Base Motives

For much of this century France's Maginot Line was the all-purpose symbol for outdated, ineffective defense policy. Its thick-walled but immobile fortifications stayed magnificently in place as German tanks blitzed around them.

Now, the US Congress has gone 1930s Paris one better. With devastating lack of logic, it has voted to keep a Maginot Line of unneeded domestic US military bases, whose cost will undermine the modernizing of America's downsized military forces.

Specifically, Congress voted not to accept carefully reviewed Pentagon plans to carry out two more rounds of base closings in 1999 and 2001. (Since the end of the cold war, Congress has authorized base cuts of only 21 percent while cutting total defense by 36 percent.)

The shortsighted decision was quite bipartisan. Republicans who have pushed for more spending on missile defense systems and new high-tech weapons joined supposedly anti-Pentagon Democrats. As if to prove women are from Mars not Venus, California's two women senators were vocally pro-bases.

In the past, we have agreed with critics of the Defense Department's procurement system. And we have been skeptical of war-gaming scenarios that justified big Pentagon budgets at the expense of other national priorities and private-sector growth.

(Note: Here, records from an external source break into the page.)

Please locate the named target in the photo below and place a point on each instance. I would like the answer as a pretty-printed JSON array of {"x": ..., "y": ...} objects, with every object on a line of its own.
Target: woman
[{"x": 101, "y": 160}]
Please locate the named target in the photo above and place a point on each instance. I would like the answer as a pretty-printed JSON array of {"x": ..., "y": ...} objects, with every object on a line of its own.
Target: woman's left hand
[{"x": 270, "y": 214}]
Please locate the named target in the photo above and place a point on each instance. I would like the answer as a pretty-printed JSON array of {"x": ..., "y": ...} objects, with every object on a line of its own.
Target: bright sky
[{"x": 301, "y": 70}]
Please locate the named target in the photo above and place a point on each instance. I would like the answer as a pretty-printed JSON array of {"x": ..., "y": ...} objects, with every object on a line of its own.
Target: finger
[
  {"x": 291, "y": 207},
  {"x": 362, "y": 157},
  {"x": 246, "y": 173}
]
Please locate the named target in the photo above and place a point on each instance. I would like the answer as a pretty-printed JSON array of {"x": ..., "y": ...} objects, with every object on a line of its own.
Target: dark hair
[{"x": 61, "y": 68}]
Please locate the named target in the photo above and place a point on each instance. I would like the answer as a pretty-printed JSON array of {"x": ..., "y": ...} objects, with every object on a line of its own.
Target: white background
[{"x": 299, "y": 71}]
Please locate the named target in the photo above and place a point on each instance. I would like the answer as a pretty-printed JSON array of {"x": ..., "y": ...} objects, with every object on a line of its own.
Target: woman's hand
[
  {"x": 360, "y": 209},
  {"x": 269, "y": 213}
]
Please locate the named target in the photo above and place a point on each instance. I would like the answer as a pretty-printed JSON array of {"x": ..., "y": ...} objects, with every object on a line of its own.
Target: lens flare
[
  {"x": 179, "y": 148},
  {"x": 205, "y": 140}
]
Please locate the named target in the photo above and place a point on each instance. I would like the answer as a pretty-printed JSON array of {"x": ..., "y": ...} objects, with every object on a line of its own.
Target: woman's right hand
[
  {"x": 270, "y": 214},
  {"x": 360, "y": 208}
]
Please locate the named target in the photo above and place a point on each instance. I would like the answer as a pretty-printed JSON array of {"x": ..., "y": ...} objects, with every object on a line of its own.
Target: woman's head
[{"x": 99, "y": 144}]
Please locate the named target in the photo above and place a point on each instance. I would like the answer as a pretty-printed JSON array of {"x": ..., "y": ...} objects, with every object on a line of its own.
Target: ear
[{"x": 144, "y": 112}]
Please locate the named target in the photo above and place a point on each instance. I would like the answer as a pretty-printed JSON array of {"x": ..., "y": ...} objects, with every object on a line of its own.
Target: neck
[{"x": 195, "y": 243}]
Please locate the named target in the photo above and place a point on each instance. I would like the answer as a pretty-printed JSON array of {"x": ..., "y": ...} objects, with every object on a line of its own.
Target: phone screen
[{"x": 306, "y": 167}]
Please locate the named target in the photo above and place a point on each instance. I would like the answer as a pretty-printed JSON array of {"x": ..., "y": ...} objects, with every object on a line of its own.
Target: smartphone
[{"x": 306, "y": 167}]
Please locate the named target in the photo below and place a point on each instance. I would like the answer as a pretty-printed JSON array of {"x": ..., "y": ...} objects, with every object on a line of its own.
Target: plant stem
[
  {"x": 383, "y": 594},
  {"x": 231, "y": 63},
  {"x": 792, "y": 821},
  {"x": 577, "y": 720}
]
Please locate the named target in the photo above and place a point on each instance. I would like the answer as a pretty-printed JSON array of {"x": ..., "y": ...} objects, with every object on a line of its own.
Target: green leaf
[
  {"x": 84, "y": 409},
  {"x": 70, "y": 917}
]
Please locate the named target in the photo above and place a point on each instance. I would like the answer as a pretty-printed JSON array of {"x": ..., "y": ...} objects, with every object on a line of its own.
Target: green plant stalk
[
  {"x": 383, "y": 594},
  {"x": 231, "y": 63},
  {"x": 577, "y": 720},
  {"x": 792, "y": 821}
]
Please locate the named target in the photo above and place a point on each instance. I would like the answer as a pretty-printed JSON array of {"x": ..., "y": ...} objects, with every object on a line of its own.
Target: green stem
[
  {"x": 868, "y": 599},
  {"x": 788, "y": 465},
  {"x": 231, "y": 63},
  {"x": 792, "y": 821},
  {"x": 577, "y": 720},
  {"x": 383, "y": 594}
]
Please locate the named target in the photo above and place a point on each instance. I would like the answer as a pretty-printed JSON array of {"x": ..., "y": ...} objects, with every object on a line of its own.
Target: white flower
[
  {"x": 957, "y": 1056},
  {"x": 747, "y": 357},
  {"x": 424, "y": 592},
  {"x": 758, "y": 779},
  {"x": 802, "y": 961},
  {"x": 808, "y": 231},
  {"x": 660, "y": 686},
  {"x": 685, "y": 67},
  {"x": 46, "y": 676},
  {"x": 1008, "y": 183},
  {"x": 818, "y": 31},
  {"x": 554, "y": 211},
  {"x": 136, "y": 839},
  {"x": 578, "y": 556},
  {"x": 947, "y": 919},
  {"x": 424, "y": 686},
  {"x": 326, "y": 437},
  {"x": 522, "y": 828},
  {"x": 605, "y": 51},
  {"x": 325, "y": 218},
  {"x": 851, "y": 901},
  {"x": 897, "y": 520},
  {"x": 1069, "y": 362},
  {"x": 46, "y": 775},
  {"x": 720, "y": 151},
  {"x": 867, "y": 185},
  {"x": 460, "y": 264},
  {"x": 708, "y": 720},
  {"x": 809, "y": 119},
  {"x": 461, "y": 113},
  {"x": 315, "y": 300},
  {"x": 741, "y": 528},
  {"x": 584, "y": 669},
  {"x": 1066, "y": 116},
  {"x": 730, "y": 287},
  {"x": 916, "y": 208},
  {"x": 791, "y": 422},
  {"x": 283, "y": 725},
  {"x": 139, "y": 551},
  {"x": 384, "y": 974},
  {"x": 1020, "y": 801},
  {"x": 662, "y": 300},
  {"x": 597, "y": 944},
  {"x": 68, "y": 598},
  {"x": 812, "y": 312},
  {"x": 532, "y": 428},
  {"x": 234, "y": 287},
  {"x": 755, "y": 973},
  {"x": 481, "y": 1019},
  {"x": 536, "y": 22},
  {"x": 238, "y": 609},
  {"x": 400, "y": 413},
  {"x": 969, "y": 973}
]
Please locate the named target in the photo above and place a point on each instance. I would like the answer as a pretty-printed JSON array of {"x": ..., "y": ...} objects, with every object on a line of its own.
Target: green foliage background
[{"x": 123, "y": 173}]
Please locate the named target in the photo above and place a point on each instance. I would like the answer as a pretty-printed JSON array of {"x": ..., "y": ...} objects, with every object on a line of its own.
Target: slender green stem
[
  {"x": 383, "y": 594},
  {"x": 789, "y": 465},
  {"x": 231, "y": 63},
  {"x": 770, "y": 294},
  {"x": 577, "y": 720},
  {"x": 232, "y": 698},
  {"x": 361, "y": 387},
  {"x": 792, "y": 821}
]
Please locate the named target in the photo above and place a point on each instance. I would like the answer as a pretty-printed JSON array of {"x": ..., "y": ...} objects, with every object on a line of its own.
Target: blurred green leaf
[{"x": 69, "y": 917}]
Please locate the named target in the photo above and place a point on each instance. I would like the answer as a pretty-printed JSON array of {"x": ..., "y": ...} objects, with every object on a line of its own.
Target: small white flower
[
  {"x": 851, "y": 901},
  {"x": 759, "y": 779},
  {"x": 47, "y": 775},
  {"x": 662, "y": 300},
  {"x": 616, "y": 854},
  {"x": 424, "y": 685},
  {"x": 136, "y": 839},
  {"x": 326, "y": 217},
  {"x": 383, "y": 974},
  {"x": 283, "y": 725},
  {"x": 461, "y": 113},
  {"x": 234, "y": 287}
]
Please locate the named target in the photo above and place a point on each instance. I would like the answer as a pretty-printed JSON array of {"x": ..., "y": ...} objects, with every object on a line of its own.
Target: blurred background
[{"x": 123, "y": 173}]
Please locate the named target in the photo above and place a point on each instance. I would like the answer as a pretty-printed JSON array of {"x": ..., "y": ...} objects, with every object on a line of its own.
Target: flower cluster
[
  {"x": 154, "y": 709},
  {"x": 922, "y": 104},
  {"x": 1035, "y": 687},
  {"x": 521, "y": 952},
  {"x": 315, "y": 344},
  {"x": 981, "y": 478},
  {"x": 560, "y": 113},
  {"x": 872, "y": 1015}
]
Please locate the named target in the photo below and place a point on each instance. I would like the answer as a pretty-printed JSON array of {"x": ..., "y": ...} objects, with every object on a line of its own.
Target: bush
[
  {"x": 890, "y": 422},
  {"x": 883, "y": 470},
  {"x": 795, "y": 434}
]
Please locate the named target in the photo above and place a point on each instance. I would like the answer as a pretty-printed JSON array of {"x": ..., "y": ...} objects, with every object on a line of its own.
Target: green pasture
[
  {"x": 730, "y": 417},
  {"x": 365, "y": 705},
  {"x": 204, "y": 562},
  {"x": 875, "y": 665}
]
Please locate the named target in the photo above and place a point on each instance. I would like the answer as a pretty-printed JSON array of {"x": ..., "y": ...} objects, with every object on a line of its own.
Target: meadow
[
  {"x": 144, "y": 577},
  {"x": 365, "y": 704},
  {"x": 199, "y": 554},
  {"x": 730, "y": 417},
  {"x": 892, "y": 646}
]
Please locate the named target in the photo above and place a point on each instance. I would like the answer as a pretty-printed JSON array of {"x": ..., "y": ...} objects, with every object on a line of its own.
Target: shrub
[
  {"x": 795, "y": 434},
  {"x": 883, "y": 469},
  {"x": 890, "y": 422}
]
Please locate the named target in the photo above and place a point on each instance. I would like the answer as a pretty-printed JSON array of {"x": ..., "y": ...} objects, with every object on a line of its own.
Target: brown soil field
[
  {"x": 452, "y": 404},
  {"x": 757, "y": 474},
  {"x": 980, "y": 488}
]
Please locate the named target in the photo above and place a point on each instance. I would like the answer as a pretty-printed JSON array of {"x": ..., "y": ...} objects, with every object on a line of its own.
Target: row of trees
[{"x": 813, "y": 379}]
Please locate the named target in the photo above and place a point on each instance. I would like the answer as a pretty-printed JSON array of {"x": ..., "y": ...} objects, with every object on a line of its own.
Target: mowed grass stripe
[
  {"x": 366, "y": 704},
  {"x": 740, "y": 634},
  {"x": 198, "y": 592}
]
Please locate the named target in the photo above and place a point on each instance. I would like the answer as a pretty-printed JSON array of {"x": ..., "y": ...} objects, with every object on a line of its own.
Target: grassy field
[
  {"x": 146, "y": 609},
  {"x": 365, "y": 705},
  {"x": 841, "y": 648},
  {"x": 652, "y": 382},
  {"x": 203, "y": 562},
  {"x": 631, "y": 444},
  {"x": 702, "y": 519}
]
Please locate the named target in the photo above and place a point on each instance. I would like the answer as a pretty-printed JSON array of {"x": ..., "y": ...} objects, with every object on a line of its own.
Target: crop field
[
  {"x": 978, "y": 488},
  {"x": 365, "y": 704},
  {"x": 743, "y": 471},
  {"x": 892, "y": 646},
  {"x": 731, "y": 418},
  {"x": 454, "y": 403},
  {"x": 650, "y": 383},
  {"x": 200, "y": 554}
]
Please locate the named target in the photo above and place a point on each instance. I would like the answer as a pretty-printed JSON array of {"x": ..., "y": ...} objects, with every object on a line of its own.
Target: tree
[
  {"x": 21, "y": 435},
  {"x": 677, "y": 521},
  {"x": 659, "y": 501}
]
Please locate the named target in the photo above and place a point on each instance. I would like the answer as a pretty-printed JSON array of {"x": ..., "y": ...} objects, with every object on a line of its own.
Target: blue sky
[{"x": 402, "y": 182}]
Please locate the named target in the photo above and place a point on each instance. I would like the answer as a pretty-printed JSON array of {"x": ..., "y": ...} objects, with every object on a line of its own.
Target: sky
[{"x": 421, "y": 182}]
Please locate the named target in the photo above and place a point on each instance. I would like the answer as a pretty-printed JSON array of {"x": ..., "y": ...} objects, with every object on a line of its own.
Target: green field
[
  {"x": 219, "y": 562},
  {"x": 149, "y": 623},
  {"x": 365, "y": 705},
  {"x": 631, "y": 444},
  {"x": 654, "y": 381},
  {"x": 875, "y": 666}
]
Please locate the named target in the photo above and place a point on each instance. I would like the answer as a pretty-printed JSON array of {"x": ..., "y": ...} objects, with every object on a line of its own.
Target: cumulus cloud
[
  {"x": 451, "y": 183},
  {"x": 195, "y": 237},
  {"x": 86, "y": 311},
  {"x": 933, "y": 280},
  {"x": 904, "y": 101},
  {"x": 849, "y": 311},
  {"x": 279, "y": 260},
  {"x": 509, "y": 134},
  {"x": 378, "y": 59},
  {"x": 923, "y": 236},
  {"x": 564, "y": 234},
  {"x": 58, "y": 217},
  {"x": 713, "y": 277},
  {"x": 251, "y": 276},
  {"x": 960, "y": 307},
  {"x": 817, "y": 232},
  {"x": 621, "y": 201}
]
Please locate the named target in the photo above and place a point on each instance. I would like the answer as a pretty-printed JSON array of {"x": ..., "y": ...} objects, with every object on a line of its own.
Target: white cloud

But recent defense secretaries and joint chiefs have been quite successful at reforming such excesses. Congress should credit their savvy on trimming the fat of excess bases.

Taking away candy is always hard. Witness fears about reforming welfare, phasing out farm subsidies, and means-testing Medicare benefits - to name just a few recent and pending changes brought on by budget balancing. But constituents often adjust more successfully than their fearful representatives in Congress. Already we are seeing success stories from some states' efforts to train and place former welfare recipients in jobs. Wealthier retirees will certainly be able to pay a modestly higher share of Medicare bills. And farmers are switching crops and using formerly idled land. (Tobacco farmers, too, should be able to find less lethal crops without squeezing a new long-term subsidy from Uncle Sam.)

In past rounds of base closing, with adequate warning, communities have been able to attract new businesses to provide jobs for idled base workers. In today's booming economy, there is little reason to fear America can't manage to do so once more. We hope Congress will return to the subject soon, and reverse its decision.